The full picture: equilibrium spine (with stability colouring), Hopf point,
and the limit-cycle tube whose radius grows like $\sqrt a$:

```{python}
hopf.plot_3d(VOI="x1")
```

## Combined sweep: phase portrait + 3D diagram

`BifurcationResult.animate(...)` ties the two views together.

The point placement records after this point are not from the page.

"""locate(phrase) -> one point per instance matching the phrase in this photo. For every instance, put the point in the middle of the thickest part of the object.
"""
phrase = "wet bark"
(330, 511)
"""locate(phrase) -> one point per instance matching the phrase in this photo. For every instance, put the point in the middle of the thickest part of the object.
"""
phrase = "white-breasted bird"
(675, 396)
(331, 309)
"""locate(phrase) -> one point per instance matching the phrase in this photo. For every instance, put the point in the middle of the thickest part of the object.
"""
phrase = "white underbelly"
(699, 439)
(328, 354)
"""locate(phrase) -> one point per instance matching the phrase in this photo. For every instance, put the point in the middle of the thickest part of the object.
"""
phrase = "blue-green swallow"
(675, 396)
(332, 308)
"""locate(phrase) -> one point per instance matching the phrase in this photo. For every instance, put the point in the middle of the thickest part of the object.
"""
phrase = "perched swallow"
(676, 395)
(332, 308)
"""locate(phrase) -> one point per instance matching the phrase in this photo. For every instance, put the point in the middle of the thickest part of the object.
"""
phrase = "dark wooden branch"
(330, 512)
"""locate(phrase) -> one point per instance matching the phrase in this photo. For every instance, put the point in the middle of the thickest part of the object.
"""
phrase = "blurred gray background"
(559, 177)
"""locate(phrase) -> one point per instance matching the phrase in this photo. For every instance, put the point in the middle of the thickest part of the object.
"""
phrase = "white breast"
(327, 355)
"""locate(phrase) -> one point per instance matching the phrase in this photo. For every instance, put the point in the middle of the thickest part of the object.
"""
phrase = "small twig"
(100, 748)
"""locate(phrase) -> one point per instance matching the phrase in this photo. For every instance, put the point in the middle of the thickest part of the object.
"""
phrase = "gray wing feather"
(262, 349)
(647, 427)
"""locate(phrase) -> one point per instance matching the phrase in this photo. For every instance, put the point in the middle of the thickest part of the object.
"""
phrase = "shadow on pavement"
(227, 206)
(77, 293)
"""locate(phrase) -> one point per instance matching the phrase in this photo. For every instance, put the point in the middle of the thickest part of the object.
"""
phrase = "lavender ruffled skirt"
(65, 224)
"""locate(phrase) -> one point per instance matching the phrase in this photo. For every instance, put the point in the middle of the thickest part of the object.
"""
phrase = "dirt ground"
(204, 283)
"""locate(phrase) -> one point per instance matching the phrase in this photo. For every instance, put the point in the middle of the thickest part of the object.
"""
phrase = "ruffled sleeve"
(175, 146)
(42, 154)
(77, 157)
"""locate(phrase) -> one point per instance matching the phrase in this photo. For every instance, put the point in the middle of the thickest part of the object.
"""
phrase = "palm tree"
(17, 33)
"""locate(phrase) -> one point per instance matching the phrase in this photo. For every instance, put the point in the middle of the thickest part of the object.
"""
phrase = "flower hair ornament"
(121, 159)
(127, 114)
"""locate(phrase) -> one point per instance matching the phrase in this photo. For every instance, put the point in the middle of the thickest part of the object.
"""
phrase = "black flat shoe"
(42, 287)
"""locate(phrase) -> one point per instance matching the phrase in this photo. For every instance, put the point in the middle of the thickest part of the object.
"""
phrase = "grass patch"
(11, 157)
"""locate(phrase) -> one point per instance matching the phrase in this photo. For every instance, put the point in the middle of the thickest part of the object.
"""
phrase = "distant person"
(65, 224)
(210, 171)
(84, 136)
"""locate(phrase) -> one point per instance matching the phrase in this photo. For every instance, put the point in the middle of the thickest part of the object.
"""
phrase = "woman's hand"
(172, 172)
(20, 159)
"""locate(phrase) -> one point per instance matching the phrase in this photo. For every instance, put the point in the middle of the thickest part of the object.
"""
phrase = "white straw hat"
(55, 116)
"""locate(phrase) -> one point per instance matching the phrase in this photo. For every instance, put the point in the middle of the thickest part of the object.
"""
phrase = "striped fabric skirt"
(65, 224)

The left
panel re-renders the phase portrait at the current value of $a$; the
right panel shows the 3D diagram once with a moving red marker that
tracks the position on the equilibrium backbone.

```{python}
anim = hopf.animate(dyn, "a", np.linspace(-2.0, 1.5, 24),
                    "x1", "x2", VOI="x1",
                    grid_n=18, n_trajectories=3, duration=15,
                    figsize=(11, 4.8),
                    title_fmt=r"$a = {value:+.2f}$")
anim.save("hopf_sweep.gif", writer="pillow", fps=8)
```

![](hopf_sweep.gif)

## AUTO-07p (NumCont)

Mirrors the standalone `PhasePortraitHopf.py` example: AUTO-07p
time-integrates from the YAML defaults to a stable focus (or limit cycle),
sweeps $a$ in both directions, and -- when the equilibrium branch yields a
Hopf label -- continues the periodic orbit out via the nested branch
declared above as `source_point: "hopf:all"`.

```{python}
result_auto = exp.run("auto-07p")
hopf_auto = result_auto.continuations["hopf_in_a"]
hopf_auto.plot(VOI="x1")
```

The 3D view uses the unified style registry: stable LC segments are
rendered as a tube surface, unstable ones as a wireframe.

```{python}
hopf_auto.plot_3d(VOI="x1")
```

This single TVBO experiment reproduces the entire figure series of the
legacy tutorial -- without writing a `model.f90`, without a global
continuation registry, and using only the YAML strings declared above.